This route, the one that we will attempt, was chosen by its beauty and quick access including short trek to BC, as well as because this route enjoys much more safety compared to the other alternatives. Despite this is not easy, and will promise for sure some hard sections according to snow and ice conditions.

 

This route starts between the Pisan and Gulmit Glaciers at an altitude of about 6000m. But the challenge starts with an initial couloir climb at 5500m above the Pisan Glacier to reach the ridge itself and avoid the initial section of cornices and rock steps. The ridge is quite long but relatively safe, with no objective dangers, but some complexity. There is a 150m rock band between 6400 and 7000m that could be bypassed through couloirs and then  some steep ice. It is possible to make a camp or bivouac right after at around 7600m. The final section of the ridge involves a difficult rock band grade VI before a traverse to the summit.

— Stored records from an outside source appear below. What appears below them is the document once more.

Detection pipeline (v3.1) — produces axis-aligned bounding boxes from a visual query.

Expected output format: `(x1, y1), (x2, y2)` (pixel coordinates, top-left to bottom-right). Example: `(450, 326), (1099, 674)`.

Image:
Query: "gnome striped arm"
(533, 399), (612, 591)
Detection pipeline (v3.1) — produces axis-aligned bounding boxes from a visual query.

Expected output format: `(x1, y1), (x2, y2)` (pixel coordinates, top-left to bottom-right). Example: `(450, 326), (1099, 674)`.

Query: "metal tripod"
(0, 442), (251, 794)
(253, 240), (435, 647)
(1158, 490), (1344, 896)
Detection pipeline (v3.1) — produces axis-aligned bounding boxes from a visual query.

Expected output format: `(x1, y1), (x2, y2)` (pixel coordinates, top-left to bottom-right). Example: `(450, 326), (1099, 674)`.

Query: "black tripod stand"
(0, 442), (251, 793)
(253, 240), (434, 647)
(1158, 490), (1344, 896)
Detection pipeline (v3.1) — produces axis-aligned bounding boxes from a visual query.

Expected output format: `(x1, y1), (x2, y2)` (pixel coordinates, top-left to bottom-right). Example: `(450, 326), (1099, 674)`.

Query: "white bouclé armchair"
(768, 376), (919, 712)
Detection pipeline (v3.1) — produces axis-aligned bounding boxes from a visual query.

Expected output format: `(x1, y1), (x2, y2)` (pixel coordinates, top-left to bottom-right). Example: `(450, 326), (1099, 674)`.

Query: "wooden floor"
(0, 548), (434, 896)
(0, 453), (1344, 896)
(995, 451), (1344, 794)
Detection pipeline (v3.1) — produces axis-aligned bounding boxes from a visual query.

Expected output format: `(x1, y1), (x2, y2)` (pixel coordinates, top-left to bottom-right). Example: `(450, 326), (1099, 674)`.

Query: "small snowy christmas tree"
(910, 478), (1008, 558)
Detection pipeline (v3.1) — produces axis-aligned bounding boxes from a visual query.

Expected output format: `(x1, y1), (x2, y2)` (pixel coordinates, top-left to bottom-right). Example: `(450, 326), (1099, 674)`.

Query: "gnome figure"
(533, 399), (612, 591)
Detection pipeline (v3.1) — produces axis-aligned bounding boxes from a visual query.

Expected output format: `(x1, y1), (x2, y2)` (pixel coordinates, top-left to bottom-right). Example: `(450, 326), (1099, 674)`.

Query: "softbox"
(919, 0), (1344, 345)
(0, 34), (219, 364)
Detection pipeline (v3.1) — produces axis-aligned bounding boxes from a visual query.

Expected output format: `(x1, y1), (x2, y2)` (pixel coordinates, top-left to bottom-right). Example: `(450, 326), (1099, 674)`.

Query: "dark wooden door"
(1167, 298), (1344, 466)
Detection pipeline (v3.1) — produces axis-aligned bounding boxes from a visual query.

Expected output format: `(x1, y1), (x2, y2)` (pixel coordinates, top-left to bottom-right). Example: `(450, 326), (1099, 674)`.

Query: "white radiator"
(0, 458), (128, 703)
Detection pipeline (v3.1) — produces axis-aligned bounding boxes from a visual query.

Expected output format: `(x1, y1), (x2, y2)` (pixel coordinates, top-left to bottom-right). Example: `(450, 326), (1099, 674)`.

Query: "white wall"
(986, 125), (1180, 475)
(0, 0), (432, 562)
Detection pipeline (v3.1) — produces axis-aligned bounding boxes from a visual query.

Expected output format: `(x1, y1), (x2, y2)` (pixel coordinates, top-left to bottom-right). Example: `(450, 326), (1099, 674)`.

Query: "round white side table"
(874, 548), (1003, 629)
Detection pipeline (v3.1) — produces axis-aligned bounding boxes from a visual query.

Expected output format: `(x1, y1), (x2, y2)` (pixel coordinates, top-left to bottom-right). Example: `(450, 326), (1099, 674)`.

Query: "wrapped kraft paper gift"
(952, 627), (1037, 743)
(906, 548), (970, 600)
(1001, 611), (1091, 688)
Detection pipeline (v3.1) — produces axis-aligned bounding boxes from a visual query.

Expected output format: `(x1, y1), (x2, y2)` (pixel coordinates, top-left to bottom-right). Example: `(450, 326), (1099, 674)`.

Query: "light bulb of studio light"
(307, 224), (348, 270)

One very important requirement of Rakaposhi, because of its altitude and steepness is good acclimatization, almost half of the success lies in it. Rakaposhi is only less than 200m short of an 8000, which is a challenge by itself.

 

Being also a long slope means that there is a requirement of very good fitness.

 

The weather, the factor we can`t control, it isn`t usually harsh during the monsoon, meaning some days are settled with weather windows of clear bright unclouded skies, where temperature can reach the 30ºC. But quick snowfalls might represent added difficulties.